In yesterday's New York Times news analysis entitled "A Powerful, Flawed Witness Against Enron", it concluded, "Moreover, many traders, Mr. Belden included, seem to have thought that such manipulations were simply clever methods of taking advantage of poor rules, rather than illegality."

This is an interesting debate. According to my economist friend, individuals act to serve their self-interests and incentives. One of these is to find loopholes in the rules and take advantage of them. If the people who make the rules are not smart enough to spot the loopholes, could the individual be blamed for exploiting the loopholes?

Many academics have found that electricity markets are very susceptible to gaming. "Gaming" refers to the economic phenomenon of maximising value whenever there are more than two people transacting with each other. I defined it in my report years ago, "Gaming is the act of exercising market power to reap large profits. Gaming differs from arbitrage in that the former arises from persistent opportunities rather than a temporary advantage created by inefficiencies in the market. "

So if the rules aren't good enough, and individuals, as rational decision makers, identify the loopholes and "game" the system to make profit for themselves, could this be wrong?

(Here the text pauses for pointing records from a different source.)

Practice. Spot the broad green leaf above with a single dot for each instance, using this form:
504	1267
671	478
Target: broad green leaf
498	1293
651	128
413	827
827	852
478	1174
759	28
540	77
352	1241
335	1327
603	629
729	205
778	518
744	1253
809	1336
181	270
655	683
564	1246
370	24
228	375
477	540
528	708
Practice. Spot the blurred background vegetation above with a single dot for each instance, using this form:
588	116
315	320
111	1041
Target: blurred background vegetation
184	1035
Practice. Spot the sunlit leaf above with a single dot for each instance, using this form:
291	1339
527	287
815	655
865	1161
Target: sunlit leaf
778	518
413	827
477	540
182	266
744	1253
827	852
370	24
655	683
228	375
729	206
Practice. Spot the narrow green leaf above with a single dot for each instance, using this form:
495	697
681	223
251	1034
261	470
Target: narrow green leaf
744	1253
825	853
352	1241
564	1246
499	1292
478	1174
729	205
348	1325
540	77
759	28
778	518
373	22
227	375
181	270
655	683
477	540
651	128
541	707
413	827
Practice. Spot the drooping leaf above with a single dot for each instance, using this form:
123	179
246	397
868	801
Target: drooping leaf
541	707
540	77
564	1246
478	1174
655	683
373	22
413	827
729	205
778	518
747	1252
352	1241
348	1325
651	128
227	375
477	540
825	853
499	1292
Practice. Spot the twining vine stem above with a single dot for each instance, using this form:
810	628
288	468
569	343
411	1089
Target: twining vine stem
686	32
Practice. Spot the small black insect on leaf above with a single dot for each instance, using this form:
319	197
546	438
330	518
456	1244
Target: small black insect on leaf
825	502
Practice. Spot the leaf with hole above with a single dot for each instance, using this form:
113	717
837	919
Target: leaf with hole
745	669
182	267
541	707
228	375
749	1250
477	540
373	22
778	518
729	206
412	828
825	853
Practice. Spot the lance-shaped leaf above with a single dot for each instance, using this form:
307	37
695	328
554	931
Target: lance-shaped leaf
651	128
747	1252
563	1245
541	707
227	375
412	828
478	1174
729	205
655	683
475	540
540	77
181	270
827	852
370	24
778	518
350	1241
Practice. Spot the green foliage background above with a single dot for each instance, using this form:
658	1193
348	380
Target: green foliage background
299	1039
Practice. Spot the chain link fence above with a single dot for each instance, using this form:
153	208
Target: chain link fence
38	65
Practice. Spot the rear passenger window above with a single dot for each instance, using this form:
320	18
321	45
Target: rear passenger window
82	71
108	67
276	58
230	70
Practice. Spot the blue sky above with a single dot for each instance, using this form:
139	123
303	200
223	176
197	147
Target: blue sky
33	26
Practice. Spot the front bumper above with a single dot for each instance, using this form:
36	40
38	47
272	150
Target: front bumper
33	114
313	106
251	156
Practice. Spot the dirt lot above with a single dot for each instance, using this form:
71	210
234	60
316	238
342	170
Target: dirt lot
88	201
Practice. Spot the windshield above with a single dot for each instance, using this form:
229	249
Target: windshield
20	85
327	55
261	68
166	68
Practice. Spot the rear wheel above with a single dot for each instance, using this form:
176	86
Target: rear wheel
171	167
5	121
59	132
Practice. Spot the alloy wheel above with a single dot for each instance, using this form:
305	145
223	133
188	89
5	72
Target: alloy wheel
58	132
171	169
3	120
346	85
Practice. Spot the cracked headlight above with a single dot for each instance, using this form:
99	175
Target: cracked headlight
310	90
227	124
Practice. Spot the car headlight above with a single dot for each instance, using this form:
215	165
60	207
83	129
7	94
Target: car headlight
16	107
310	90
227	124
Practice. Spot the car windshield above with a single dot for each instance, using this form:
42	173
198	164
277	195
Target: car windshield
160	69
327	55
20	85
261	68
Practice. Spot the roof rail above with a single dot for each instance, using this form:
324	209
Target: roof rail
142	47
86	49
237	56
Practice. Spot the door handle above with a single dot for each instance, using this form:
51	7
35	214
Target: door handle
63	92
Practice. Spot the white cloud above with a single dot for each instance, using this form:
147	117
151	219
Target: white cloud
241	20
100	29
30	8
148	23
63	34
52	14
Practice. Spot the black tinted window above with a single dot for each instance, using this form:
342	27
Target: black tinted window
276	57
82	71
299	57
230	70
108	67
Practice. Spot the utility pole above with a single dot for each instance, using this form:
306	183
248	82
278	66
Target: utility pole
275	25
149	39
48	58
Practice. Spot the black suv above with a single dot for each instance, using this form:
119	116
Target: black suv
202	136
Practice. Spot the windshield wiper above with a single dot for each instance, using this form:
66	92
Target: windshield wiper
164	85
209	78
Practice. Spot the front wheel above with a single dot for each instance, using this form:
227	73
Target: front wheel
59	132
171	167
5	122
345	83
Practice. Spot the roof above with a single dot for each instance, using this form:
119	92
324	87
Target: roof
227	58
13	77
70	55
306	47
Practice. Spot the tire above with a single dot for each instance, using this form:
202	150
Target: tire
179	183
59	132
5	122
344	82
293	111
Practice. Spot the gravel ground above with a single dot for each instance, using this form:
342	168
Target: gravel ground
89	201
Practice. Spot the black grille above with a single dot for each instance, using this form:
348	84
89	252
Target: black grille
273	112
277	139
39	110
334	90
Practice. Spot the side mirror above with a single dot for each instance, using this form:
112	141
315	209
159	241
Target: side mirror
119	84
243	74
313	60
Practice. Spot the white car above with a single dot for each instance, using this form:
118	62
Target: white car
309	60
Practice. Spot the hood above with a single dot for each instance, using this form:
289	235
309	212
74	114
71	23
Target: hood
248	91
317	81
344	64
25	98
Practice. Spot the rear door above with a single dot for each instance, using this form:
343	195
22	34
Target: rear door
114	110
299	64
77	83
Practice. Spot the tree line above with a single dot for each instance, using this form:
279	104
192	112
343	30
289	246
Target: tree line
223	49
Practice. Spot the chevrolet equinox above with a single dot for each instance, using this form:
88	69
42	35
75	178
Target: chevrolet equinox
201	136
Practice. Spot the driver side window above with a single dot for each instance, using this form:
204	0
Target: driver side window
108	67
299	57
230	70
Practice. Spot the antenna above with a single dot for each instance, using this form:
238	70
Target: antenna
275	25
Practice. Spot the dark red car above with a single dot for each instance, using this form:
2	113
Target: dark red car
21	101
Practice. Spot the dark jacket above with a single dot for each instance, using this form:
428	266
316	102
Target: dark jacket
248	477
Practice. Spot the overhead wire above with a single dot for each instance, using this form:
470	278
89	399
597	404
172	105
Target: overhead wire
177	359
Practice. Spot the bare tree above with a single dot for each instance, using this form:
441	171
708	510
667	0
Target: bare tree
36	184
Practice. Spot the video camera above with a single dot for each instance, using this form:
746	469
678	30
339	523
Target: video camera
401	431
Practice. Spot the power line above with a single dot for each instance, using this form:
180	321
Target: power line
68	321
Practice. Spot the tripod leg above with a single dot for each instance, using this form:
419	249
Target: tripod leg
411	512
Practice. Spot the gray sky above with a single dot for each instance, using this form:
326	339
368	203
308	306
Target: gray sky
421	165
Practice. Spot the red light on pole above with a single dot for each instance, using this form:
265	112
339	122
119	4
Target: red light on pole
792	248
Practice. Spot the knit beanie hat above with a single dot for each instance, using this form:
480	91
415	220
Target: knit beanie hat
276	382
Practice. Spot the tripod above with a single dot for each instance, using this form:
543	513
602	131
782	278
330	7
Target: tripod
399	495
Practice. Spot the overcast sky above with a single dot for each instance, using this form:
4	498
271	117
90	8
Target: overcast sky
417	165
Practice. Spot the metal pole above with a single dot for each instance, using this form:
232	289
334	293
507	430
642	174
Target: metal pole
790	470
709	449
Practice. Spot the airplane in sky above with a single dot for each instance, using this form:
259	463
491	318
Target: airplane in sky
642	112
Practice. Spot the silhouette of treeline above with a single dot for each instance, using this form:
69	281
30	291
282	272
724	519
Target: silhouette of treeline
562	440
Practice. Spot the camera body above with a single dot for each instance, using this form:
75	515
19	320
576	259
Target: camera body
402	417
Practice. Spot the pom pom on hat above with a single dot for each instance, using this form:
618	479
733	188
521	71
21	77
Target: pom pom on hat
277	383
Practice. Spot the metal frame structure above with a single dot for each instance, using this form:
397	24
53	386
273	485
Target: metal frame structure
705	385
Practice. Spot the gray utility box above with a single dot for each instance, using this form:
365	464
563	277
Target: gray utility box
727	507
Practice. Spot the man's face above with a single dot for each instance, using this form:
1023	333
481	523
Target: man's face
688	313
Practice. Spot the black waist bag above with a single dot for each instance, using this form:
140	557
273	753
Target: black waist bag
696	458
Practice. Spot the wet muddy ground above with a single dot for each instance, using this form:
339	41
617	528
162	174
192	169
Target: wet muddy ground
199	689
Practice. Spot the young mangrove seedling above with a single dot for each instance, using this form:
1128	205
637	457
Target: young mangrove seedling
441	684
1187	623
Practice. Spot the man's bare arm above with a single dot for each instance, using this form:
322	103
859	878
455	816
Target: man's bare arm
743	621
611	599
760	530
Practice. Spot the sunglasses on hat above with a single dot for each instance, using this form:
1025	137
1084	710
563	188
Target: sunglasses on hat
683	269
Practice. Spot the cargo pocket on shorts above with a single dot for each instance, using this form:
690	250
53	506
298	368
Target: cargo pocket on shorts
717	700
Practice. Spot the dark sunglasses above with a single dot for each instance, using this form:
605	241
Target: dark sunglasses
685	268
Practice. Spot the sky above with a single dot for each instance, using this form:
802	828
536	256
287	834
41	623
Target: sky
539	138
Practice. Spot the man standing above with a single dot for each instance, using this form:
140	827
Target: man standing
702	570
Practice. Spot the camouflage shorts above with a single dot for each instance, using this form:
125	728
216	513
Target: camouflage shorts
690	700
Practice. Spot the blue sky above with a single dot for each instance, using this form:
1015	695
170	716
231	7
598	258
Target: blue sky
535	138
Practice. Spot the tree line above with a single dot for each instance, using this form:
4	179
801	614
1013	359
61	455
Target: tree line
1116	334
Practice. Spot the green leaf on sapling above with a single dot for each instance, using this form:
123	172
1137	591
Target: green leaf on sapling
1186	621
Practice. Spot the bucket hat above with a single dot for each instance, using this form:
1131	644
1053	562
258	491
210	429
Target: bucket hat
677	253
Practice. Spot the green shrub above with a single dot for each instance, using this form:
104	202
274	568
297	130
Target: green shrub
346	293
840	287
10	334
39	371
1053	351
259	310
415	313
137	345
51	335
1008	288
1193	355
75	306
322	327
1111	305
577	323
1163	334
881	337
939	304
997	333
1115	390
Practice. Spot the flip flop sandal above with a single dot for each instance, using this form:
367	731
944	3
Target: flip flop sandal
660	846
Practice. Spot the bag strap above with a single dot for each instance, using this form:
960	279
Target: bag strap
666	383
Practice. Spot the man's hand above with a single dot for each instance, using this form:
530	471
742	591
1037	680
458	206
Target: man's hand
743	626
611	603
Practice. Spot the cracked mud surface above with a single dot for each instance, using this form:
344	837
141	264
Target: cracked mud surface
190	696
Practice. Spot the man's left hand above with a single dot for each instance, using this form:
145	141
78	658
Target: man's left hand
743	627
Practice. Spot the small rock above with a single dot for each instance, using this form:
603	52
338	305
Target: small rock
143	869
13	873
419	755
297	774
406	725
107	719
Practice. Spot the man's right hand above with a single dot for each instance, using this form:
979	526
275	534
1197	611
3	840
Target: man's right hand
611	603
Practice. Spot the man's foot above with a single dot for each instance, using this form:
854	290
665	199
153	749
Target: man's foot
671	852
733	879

Similarly, if a trader's mission is to make as much money for himself and the company, he will find and exercise trading strategies to do so. If an electricity trader follows company rules and market rules, making lots of money, but causing blackouts in the State of California, is he to blame?

21 October 2002 Monday

Enron links
Energy articles
Power pools - market power and gaming
Reaction from my economist friend to this entry:
I agree, though one must consider whether the strategies employed really were profit maximizing for the firm. Among many contributing factors, Enron may have suffered from a bad set of principal/agent problems. Their agents (traders) may have had incentives that were at odds with the principal's (Enron's) interests. At the very least, the time horizons may have been badly out of whack. So, you should take your question/analysis one step further -- can we blame the traders if Enron set up a stupid internal incentive structure?